To test this hypothesis, the study involved 13 pathologists who annotated MFs in 20 regions of interest (ROIs) across four tumor types. The pathologists annotated the slides both with and without PHH3 assistance. The resulting annotations were then used to train machine learning models, challenging the assumption that PHH3-assisted labeling provides the best possible ground truth for H&E-stained slides.

The study used the MIDOG dataset (from the 2022 MIDOG challenge) to train detectors.
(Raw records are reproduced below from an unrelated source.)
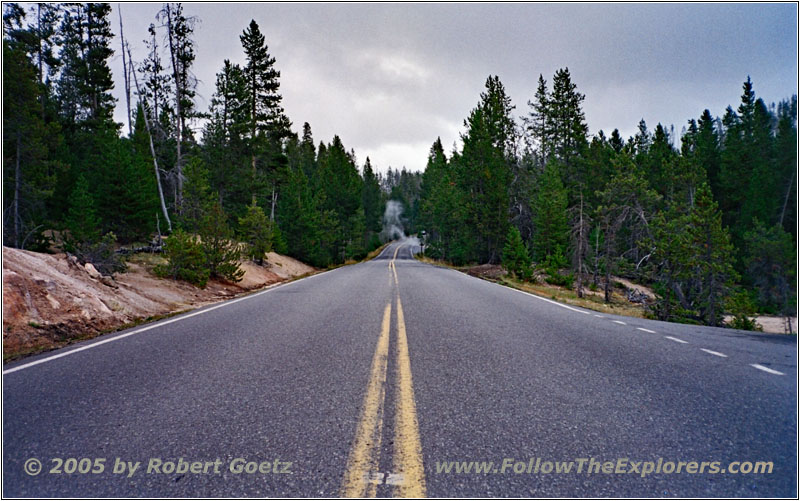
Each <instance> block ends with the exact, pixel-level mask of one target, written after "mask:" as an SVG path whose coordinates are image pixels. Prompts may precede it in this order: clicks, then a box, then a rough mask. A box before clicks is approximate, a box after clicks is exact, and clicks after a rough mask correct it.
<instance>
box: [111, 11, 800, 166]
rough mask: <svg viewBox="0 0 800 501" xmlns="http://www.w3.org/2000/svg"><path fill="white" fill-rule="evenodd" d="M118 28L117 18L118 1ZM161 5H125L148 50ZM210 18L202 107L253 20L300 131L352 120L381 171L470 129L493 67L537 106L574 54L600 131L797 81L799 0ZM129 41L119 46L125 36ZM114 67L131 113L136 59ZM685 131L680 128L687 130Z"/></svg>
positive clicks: (368, 150)
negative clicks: (541, 91) (219, 75)
mask: <svg viewBox="0 0 800 501" xmlns="http://www.w3.org/2000/svg"><path fill="white" fill-rule="evenodd" d="M113 6H114V9H115V12H114V14H113V27H114V30H115V32H117V31H118V28H119V26H118V18H117V8H118V4H113ZM159 8H160V4H157V3H137V4H132V3H123V4H121V9H122V14H123V19H124V23H125V36H126V38H127V39H128V40H129V41H130V43H131V45H132V50H133V54H134V59H136V60H141V59H142V58H143V57H144V54H145V50H144V44H143V43H142V40H143V39H144V38H146V36H147V27H148V26H149V24H150V23H151V22H155V14H156V12H157V11H158V9H159ZM184 10H185V12H186V13H187V14H190V15H195V16H197V17H198V18H199V19H200V23H199V25H198V26H197V29H196V32H195V38H196V43H197V60H196V61H195V66H194V72H195V74H196V76H197V78H198V80H199V85H198V95H199V97H198V103H197V104H198V108H199V109H201V110H206V109H207V107H208V101H209V100H210V98H211V95H212V94H213V92H214V81H215V75H216V73H217V72H218V71H219V70H220V68H221V67H222V63H223V61H224V60H225V59H230V60H231V61H233V62H237V63H241V64H243V63H244V55H243V53H242V50H241V44H240V41H239V35H240V34H241V32H242V30H243V29H244V28H245V27H246V26H247V24H248V23H249V22H250V20H251V19H255V20H256V22H258V24H259V26H260V27H261V31H262V32H263V33H264V34H265V36H266V39H267V44H268V46H269V51H270V53H271V54H272V55H273V56H274V57H275V58H276V60H277V62H276V67H277V68H278V69H279V70H280V72H281V93H282V95H283V104H284V108H285V109H286V112H287V114H288V116H289V118H290V119H291V120H292V122H293V123H294V129H295V130H300V128H301V127H302V124H303V122H309V123H310V124H311V128H312V131H313V133H314V138H315V140H316V141H317V142H319V141H320V140H324V141H326V142H329V141H330V140H331V139H332V138H333V135H334V134H338V135H339V136H340V137H341V138H342V141H343V142H344V144H345V146H346V147H347V148H353V149H355V151H356V154H357V157H358V160H359V163H363V161H364V159H365V158H366V157H367V156H369V157H370V159H371V161H372V163H373V165H376V166H377V167H378V169H379V170H382V171H384V170H386V169H387V168H388V167H390V166H391V167H395V168H397V167H402V166H405V167H407V168H409V169H412V170H422V169H424V167H425V161H426V157H427V153H428V150H429V148H430V145H431V144H432V143H433V141H434V140H435V139H436V138H437V137H441V138H442V141H443V143H444V144H445V145H446V149H447V150H451V149H452V145H453V144H454V143H455V142H457V141H458V140H459V134H460V133H461V132H462V131H463V121H464V118H465V117H466V116H467V115H468V113H469V111H470V110H471V109H472V108H473V107H474V106H475V105H476V103H477V102H478V99H479V94H480V92H481V91H482V89H483V85H484V83H485V81H486V77H487V76H489V75H494V74H496V75H499V76H500V79H501V81H502V82H503V83H504V85H505V86H506V90H507V92H508V93H509V95H510V96H511V98H512V100H513V102H514V104H515V105H516V110H515V111H516V113H517V116H520V115H522V114H526V113H527V112H528V106H527V101H528V100H529V99H531V98H532V97H533V93H534V91H535V88H536V82H537V79H538V76H539V74H540V73H541V74H543V75H544V77H545V79H547V81H548V82H550V81H551V80H552V75H553V74H554V73H555V71H556V70H557V69H559V68H562V67H565V66H566V67H569V69H570V73H571V74H572V77H573V81H574V82H575V83H576V84H577V85H578V90H579V91H580V92H582V93H584V94H586V100H585V102H584V110H585V112H586V118H587V122H588V124H589V129H590V132H591V133H592V134H594V133H596V132H597V131H599V130H601V129H602V130H604V131H605V132H606V133H607V134H608V133H610V131H611V130H613V129H614V128H619V129H620V131H621V132H622V134H623V137H628V136H629V135H632V134H633V133H634V131H635V129H636V126H637V124H638V122H639V120H640V119H642V118H644V119H645V121H646V122H647V123H648V125H649V126H650V128H651V129H652V128H653V127H654V126H655V125H656V124H657V123H658V122H661V123H663V124H665V125H674V126H675V130H676V133H680V130H681V128H682V127H683V126H684V125H685V123H686V121H687V120H688V119H689V118H692V117H698V116H699V115H700V114H701V113H702V111H703V110H704V109H705V108H708V109H710V110H711V112H712V114H713V115H715V116H721V115H722V114H723V113H724V110H725V108H726V107H727V106H728V105H733V106H734V108H735V107H736V106H737V104H738V102H739V97H740V95H741V85H742V82H743V81H744V80H745V79H746V78H747V76H748V75H750V77H751V78H752V80H753V82H754V85H755V90H756V94H757V96H759V97H762V98H764V100H765V101H767V102H768V103H769V102H774V101H778V100H780V99H783V98H786V97H789V96H790V95H792V94H795V93H797V72H798V68H797V60H798V55H797V43H798V41H797V5H795V4H788V3H784V4H766V3H757V4H742V3H737V4H719V3H713V4H652V3H651V4H597V3H594V4H564V3H560V4H452V3H449V4H386V3H383V4H353V3H350V4H317V3H314V4H267V3H248V4H232V3H226V4H215V3H202V4H192V3H187V4H184ZM115 49H118V42H116V45H115ZM118 54H119V51H118V50H117V56H115V59H114V61H113V63H112V64H113V68H112V69H113V71H114V73H115V78H116V79H117V83H116V89H115V94H116V95H117V97H118V98H120V106H118V109H117V115H116V117H117V120H118V121H120V122H124V121H125V119H124V115H125V111H124V98H123V91H122V89H123V84H122V80H121V78H122V77H121V75H122V61H121V58H120V57H118ZM677 142H678V143H679V141H677Z"/></svg>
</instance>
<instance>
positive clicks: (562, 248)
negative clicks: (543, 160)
mask: <svg viewBox="0 0 800 501" xmlns="http://www.w3.org/2000/svg"><path fill="white" fill-rule="evenodd" d="M531 210H532V211H533V225H534V226H533V227H534V234H533V249H534V259H535V260H536V261H537V262H540V263H541V262H544V261H545V259H546V258H547V256H549V255H551V254H553V252H554V251H555V250H556V247H557V246H560V247H561V248H562V249H563V248H565V247H566V244H567V236H568V234H569V223H568V221H567V217H568V214H567V191H566V189H565V188H564V185H563V183H562V182H561V176H560V173H559V169H558V164H557V162H556V161H555V160H550V162H548V164H547V166H546V167H545V170H544V173H543V174H542V176H541V177H540V178H539V186H538V190H537V193H536V197H535V199H534V201H533V204H532V205H531Z"/></svg>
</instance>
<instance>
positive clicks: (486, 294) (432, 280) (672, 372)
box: [3, 241, 797, 497]
mask: <svg viewBox="0 0 800 501" xmlns="http://www.w3.org/2000/svg"><path fill="white" fill-rule="evenodd" d="M411 247H412V246H411V244H410V242H409V241H403V242H397V243H393V244H392V245H390V246H388V247H387V248H386V249H385V250H384V251H383V253H382V254H381V255H380V256H378V257H377V258H376V259H374V260H372V261H369V262H365V263H362V264H358V265H353V266H347V267H342V268H338V269H336V270H333V271H330V272H327V273H322V274H319V275H315V276H312V277H309V278H305V279H303V280H299V281H296V282H292V283H289V284H285V285H282V286H279V287H275V288H272V289H268V290H266V291H263V292H260V293H257V294H253V295H250V296H245V297H243V298H239V299H237V300H232V301H228V302H226V303H221V304H218V305H215V306H210V307H206V308H204V309H200V310H197V311H195V312H192V313H188V314H184V315H182V316H178V317H173V318H171V319H168V320H163V321H161V322H158V323H155V324H151V325H148V326H146V327H139V328H136V329H132V330H129V331H124V332H120V333H116V334H111V335H108V336H104V337H101V338H97V339H95V340H92V341H88V342H86V343H81V344H78V345H73V346H71V347H68V348H65V349H63V350H60V351H56V352H50V353H46V354H42V355H39V356H37V357H31V358H28V359H25V360H22V361H19V362H16V363H13V364H7V365H6V366H5V367H4V371H3V446H4V447H3V496H4V497H116V496H124V497H142V496H143V497H189V496H202V497H218V496H221V497H230V496H234V497H246V496H270V497H273V496H300V497H329V496H339V495H344V496H358V497H361V496H378V497H392V496H413V497H422V496H428V497H443V496H450V497H519V496H523V497H542V496H546V497H562V496H566V497H582V496H595V497H597V496H614V497H628V496H636V497H673V496H681V497H720V496H721V497H772V496H780V497H796V496H797V483H796V477H797V344H796V338H795V337H794V336H777V335H764V334H749V333H743V332H739V331H733V330H728V329H717V328H709V327H699V326H686V325H677V324H668V323H662V322H656V321H649V320H642V319H634V318H627V317H616V316H613V315H605V314H603V315H599V314H597V313H594V312H589V311H585V310H581V309H580V308H573V307H566V306H564V305H559V304H557V303H554V302H552V301H549V300H547V299H544V298H538V297H535V296H531V295H528V294H525V293H522V292H519V291H515V290H511V289H508V288H505V287H502V286H499V285H496V284H493V283H489V282H485V281H482V280H479V279H476V278H472V277H469V276H467V275H464V274H462V273H459V272H457V271H454V270H450V269H446V268H440V267H435V266H431V265H427V264H423V263H420V262H418V261H415V260H413V259H412V255H411V251H412V248H411ZM56 458H59V459H56ZM69 458H73V459H72V460H69ZM84 458H87V459H86V460H84V461H81V460H83V459H84ZM537 458H538V462H539V466H538V467H536V466H535V465H536V462H537ZM626 458H627V462H625V461H620V464H622V466H621V467H620V468H621V470H620V471H626V472H627V471H629V470H630V469H631V466H635V468H634V470H639V472H636V471H634V472H632V473H609V474H607V473H604V472H603V471H602V470H603V468H604V467H605V466H604V465H602V463H604V462H609V461H610V462H614V465H613V466H614V468H616V467H617V464H616V462H617V461H618V460H620V459H626ZM659 458H660V460H659ZM33 459H35V460H38V461H40V462H41V463H42V469H41V472H40V473H39V474H38V475H29V474H26V467H27V468H29V470H28V471H34V470H35V466H36V465H35V461H32V460H33ZM97 460H100V461H99V462H97ZM60 461H63V463H62V464H59V462H60ZM454 461H455V462H462V461H463V462H471V461H483V462H488V461H491V462H493V465H491V466H486V467H487V468H489V473H475V472H474V471H471V472H470V473H463V472H462V473H456V472H455V470H451V473H449V474H447V473H445V472H444V471H443V469H444V468H445V467H446V466H447V464H448V463H449V462H454ZM562 461H573V463H574V464H573V466H574V468H572V469H571V470H570V472H569V473H564V472H562V473H555V472H548V471H547V470H548V469H549V468H552V467H553V462H562ZM581 461H583V463H581ZM589 461H591V462H592V463H589ZM761 461H764V462H771V463H772V465H773V467H772V468H773V469H772V473H758V474H755V473H750V474H742V473H731V472H729V471H727V469H728V468H734V466H733V465H731V464H730V463H731V462H737V463H742V464H741V465H740V464H736V465H735V468H736V470H737V471H738V470H739V469H741V470H742V471H744V470H747V469H749V467H747V466H746V465H745V463H747V464H750V465H752V464H754V463H756V462H761ZM504 462H505V468H504V467H503V466H504ZM678 462H683V463H684V464H683V465H680V466H681V468H682V470H681V472H680V473H677V472H675V471H673V472H672V473H669V472H668V470H674V469H676V467H677V465H678ZM693 462H696V463H695V464H694V465H692V463H693ZM703 462H705V463H707V464H705V465H704V466H703V471H704V473H702V474H701V473H699V471H698V470H697V467H698V465H700V464H701V463H703ZM715 462H716V464H717V469H718V470H719V471H718V473H716V474H711V473H708V471H710V469H712V467H713V466H712V465H711V464H710V463H715ZM137 463H138V464H139V466H138V468H136V469H135V470H134V471H133V473H131V468H130V465H135V464H137ZM195 463H196V464H195ZM546 463H548V464H549V465H550V466H546ZM598 463H599V464H598ZM637 463H639V464H637ZM646 463H650V464H651V465H653V466H657V467H658V473H656V472H648V473H647V474H644V475H643V474H642V473H641V471H642V470H644V469H647V468H650V466H646ZM668 463H669V464H670V465H671V467H670V466H669V465H668ZM578 464H581V465H582V467H583V469H582V471H581V473H577V472H576V471H577V466H578ZM591 464H594V466H591ZM89 466H91V468H88V467H89ZM450 466H451V467H452V468H455V466H454V465H452V464H451V465H450ZM473 466H474V465H473ZM470 467H472V466H470ZM564 467H565V468H566V465H565V466H564ZM764 467H766V466H764ZM54 468H55V469H56V471H61V473H51V471H52V470H53V469H54ZM173 468H174V470H175V471H173ZM190 468H191V469H190ZM259 468H260V469H261V470H260V471H259V470H258V469H259ZM592 468H593V469H592ZM87 469H88V470H89V472H88V473H81V471H86V470H87ZM241 469H244V471H240V470H241ZM587 469H590V470H591V473H587V472H586V470H587ZM687 469H689V470H694V471H693V472H690V473H687V472H686V470H687ZM722 469H725V471H726V472H725V473H722ZM67 470H69V471H72V472H73V473H66V472H65V471H67ZM91 470H95V471H98V473H91ZM101 470H102V471H101ZM115 470H116V472H115ZM515 470H516V471H517V472H516V473H515ZM248 471H249V472H248Z"/></svg>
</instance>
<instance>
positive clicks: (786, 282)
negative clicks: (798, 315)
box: [744, 220, 797, 316]
mask: <svg viewBox="0 0 800 501" xmlns="http://www.w3.org/2000/svg"><path fill="white" fill-rule="evenodd" d="M744 238H745V245H746V251H747V254H746V255H747V263H748V264H747V280H748V282H749V283H750V284H752V285H753V287H754V288H755V290H756V291H757V294H758V301H759V303H760V306H761V308H762V309H763V310H765V311H770V312H774V313H779V314H781V315H784V316H790V315H792V313H793V312H794V308H795V305H796V302H797V292H796V289H795V284H796V278H797V246H796V245H795V244H794V241H793V239H792V236H791V234H789V233H787V232H785V231H784V230H783V228H782V227H781V226H780V225H779V224H776V225H774V226H771V227H769V228H767V227H765V226H764V225H763V224H762V223H761V222H760V221H758V220H756V221H755V225H754V228H753V229H752V230H751V231H748V232H747V233H745V236H744Z"/></svg>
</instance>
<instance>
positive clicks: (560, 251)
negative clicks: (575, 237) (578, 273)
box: [544, 245, 575, 287]
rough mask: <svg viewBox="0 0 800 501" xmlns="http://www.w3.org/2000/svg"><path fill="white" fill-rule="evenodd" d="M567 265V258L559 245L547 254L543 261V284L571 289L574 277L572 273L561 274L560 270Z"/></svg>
mask: <svg viewBox="0 0 800 501" xmlns="http://www.w3.org/2000/svg"><path fill="white" fill-rule="evenodd" d="M568 265H569V260H568V259H567V256H566V255H564V249H563V248H562V247H561V245H556V246H555V248H554V249H553V252H552V253H551V254H548V255H547V257H546V258H545V261H544V272H545V278H544V280H545V282H547V283H548V284H551V285H560V286H563V287H572V281H573V280H574V279H575V275H574V274H572V273H567V274H562V273H561V270H562V269H564V268H566V267H567V266H568Z"/></svg>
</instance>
This dataset included 10 samples representing various cancers (e.g., canine hemangiosarcoma, feline lymphoma, human astrocytoma). The models were trained with annotations from both H&E-only slides and PHH3-assisted slides. The results showed that while PHH3-assisted labeling led to higher object-level agreement between pathologists, it did not improve the performance of H&E-based models. In fact, the H&E-only models performed better when trained with annotations from H&E-stained slides alone. Additionally, a dual-stain detector—trained on both H&E and PHH3 annotations—revealed that the additional information from PHH3 led to mismatches between the two stain types, further emphasizing the need for better labeling procedures.

The study concludes that while PHH3-assisted labeling may offer some benefits in terms of annotation consistency, it does not automatically improve model performance when applied to H&E-stained slides. The researchers suggest that an improved approach to PHH3-assisted labeling is needed to optimize model training and reduce biases introduced by PHH3.